Despite being a well-known fact, this research contributes to addressing the comparative advantage in a resource-constrained setting, which has been largely unexplored in the literature. As experience and momentum in this field continue to grow in the region, it is anticipated that future studies with larger patient populations will further substantiate these findings, a limitation of this paper.

Conclusion

In summary, based on the findings of this research, it is evident that there are compelling reasons to promote the expansion of laparoscopic services in resource-constrained environments. Laparoscopic cholecystectomy offers distinct advantages over open cholecystectomy, particularly in terms of reduced postoperative pain and shorter hospitalization. Moreover, these results suggest that general surgeons in the region can be trained to perform the procedure with favorable patient outcomes. It is crucial to prioritize the critical aspects of procuring essential supplies and equipment while carefully allocating resources. This guarantees that the established advantages of this surgical method are easily available to the public. A plan is already in place to expand laparoscopic services at Yekatit 12 Hospital, transitioning from predominantly open cholecystectomy to primarily laparoscopic cholecystectomy and other laparoscopic procedures. This includes the ongoing training of staff surgeons and its integration into the surgery training curriculum. While acknowledging these results, it is crucial to stress the importance of conducting further studies in similar settings with larger patient populations.

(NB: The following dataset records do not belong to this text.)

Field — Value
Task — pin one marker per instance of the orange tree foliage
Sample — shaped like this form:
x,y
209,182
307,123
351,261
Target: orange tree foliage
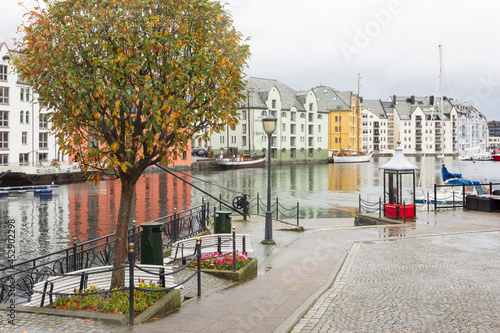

Weaknesses and strengths of the study

Acknowledging certain weaknesses, the study’s small sample size limits the strength of conclusions drawn, warranting further investigation with a larger cohort. Procedures were predominantly conducted by one trained general surgeon; thus, interpersonal dynamics were not thoroughly assessed. Additionally, the reliance on anesthesia team records for operative time may introduce inaccuracies compared to direct surgical monitoring. Pain score assessment on the first postoperative day might be enhanced by considering analgesic requirements alongside patient-reported scores. Furthermore, conducting follow-ups via phone calls around 70 days post-operation raises concerns about potential recall bias in complication evaluation, suggesting physical assessments would be preferable.

Despite these limitations, the study’s pioneering nature provides valuable insights into a novel surgical approach within the regional context. Its direct comparison with conventional options aids comprehension and encourages acceptance among interested surgeons. Meticulous recording and assessment of both intra and postoperative parameters bolster its credibility. The success achieved by a trained general surgeon underscores the importance of training both staff and resident surgical trainees to replicate similar outcomes in the future.